Judge’s absence stalls trial of Major General Atewe over alleged N8.5bn fraud (Read full details)

The absence of Justice Ayokunle Faji of a Federal High Court in Lagos on Tuesday stalled the trial of Major General Emmanuel Atewe and three others charged with N8.5 billion fraud.

Atewe, a former Commander of the Niger-Delta Military Joint Task Force known as “Operation Pulo Shield’’, is standing trial alongside Patrick Akpobolokemi, a former Director-General of the Nigerian Maritime Administration and Safety Agency (NIMASA).

Also charged are two NIMASA staff members – Kime Engonzu and Josephine Otuaga.
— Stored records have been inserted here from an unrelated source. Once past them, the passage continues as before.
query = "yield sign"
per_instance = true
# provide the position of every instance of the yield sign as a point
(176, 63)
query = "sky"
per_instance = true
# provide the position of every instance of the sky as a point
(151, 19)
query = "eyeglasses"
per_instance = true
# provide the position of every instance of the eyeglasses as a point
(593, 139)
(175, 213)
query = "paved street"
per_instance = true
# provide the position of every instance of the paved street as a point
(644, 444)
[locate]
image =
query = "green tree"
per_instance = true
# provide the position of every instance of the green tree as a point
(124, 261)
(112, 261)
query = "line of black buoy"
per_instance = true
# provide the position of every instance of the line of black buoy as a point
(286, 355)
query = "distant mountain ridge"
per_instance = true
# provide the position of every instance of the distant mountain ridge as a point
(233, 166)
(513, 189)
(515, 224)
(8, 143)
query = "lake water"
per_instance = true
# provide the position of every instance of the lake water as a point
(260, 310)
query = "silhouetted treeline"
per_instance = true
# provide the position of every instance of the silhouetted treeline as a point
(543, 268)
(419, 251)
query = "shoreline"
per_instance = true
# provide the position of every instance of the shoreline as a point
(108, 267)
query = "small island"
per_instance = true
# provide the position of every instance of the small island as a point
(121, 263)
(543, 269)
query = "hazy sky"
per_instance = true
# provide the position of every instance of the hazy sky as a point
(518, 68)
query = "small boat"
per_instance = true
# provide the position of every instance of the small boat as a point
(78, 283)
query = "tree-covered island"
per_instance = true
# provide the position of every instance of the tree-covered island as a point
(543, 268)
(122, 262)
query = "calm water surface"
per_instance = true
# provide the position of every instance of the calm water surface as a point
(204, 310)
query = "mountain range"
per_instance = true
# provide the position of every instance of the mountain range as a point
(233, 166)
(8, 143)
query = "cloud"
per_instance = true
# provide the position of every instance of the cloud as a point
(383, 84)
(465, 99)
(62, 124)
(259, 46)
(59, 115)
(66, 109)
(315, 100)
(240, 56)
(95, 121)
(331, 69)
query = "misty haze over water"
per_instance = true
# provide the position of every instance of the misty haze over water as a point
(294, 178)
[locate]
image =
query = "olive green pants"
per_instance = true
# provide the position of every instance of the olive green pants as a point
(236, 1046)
The accused are standing trial on an amended 22-count charge bordering on conspiracy and money laundering.

The Economic and Financial Crimes Commission (EFCC) had alleged that the accused used seven companies to divert N8.5 billion from the coffers of NIMASA from Sept. 5, 2014 to May 20, 2015.

The companies are: Jagan Ltd., Jagan Trading Company Ltd., Jagan Global Services Ltd., Al-Nald Ltd., Paper Warehouse Ltd., Eastpoint Integrated Services Ltd. and De-Newlink Integrated Services Ltd.

The court has yet to fix a new date for the trial as both prosecution and defence counsel were unable arrive at a convenient date.

The News Agency of Nigeria (NAN) reports that the accused were re-arraigned before Justice Faji on Feb. 3, following the transfer of the former trial judge, Justice Saliu Saidu, from Lagos to Port Harcourt.

They pleaded not guilty, and were allowed to continue on the bail terms granted by Saidu.

At the last sitting of the court on the case on Feb. 17, the first Prosecution Witness (PW1), Mr Nkem Ahidjo, began his evidence-in-chief.

The witness, who is an Abuja-based businessman, had told the court how about N35 million out of the alleged fraud sum of N8.5 billion was diverted by the accused and paid to the Living Faith Church.

He told the court that he transferred the said N35 million on the order of Atewe to the church, adding that he had no idea of the purpose.

The alleged offences contravene the provisions of Section 18(a) of the Money Laundering (Prohibition) (Amendment) Act, 2012, and Section 390 of the Criminal Code, 2004.